Lapeyre, y’en a pas deux !


Se voulant stratège et visionnaire, comme son idole Napoléon Ier, Martial Lapeyre va transformer en géant de la menuiserie en France, l’entreprise familiale dont il a héritée dans les années 30. Il faut dire que ce Parisien d’origine auvergnate, adroit comme un menuisier, est doté d’un flair hors du commun. Le catalogue de produits accompagnés de leurs prix ? C’est son invention et elle deviendra la Bible du Bricoleur ! 

Le visionnaire Martial Lapeyre

Il fut également le premier à proposer du sur-mesure pour l’aménagement de cuisine et de salle de bains. C’est aussi lui qui a inventé l’option à monter soi-même. Lui encore qui, dans les années 1980, a lancé les services de conception de cuisine par ordinateur. A sa mort en 1984, cet entrepreneur de génie à la personnalité discrète, laisse un entreprise orpheline et peu connue du grand public. La notoriété de Lapeyre, on la doit à l’animateur télé Thierry Ardisson. La légende raconte que c’est en se brossant les dents que l’ancien publicitaire eu l’idée d’un slogan : « Lapeyre, y’en a pas deux ». Inventée en 1988, cette formule colle tellement à la peau de l’entreprise que toutes les tentatives pour la changer se sont soldées par un échec. Pourtant, pour certains spécialistes du marketing, ce slogan est à l’image du concept de l’entreprise : floue et fourre-tout…

Lapeyre, la marque qui joue sur tous les plans

Certes, Lapeyre est une belle histoire de menuisier née il y a 80 ans. Mais à force de parler aux artisans comme aux particuliers, son image semble s’être troublée. Depuis, les années 2010, les clients boudent ses 130 magasins et son chiffre d’affaires en France a enregistré une perte de plus de 210 millions en cinq ans. Aujourd’hui propriété de Saint-Gobain, l’entreprise continue de traverser une mauvaise passe. En cause ? La chute du marché de l’immobilier et de la construction, le fonds de commerce traditionnel de l’enseigne.
 
A quoi, il faut ajouter des problèmes de positionnement. Les géants comme Ikea, Leroy Merlin ou Castorama s’en sont servi pour avaler ses parts de marché. Le marché de la cuisine en est l’exemple le plus frappant quand on sait que la société était leader il y a dix ans. Aujourd’hui, elle n’est clairement plus dans le coup d’autant que la schizophrénie semble la frapper. Le menuisier s’est en effet tissé un double public : le grand (75%)  et le professionnel (25%). Les deux sont reçus par les même vendeurs. En employant un jargon technique, ces derniers perdent le bricoleur du dimanche, en refusant des traitements VIP, ils créent de la frustration chez les pro du chantier. Autant dire que les clients sont un peu déroutés…

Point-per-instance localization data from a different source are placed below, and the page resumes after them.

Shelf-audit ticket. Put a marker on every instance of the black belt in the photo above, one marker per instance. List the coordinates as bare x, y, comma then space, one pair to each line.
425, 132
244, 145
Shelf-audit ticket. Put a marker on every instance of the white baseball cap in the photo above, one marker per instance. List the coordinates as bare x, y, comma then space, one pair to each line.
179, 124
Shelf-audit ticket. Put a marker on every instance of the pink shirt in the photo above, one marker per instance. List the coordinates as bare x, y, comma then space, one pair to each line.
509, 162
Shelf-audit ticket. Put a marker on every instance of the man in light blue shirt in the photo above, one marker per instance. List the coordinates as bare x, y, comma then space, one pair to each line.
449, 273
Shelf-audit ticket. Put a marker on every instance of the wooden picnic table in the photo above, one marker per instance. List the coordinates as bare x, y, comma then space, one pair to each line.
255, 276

Lapeyre, comment rebondir ?

Que reste-t-il alors à Lapeyre pour retrouver le chemin de la croissance ? L’un de ses prochains moteurs se trouve sans doute sur ses étiquettes. Avant que le « made in France » ne devienne un concept tendance, Lapeyre avait déjà décidé de confier 50 % de sa menuiserie à des usines nationales. Curieusement, l’enseigne ne crie pas Cocorico et communique très peu sur ce sujet….
 
Mais là où Lapeyre pourrait particulièrement faire la différence, c’est sur la fabrication sur mesure des portes et des fenêtres. Après 40 ans de standardisation du marché de la maison, le sur-mesure redevient à la mode et pourrait bien s’avérer être l’un des leviers de croissance. A condition bien sûr qu’elle rende sa marque plus lisible auprès des artisans et des bricoleurs car entre les deux, elle ne fait pas la paire.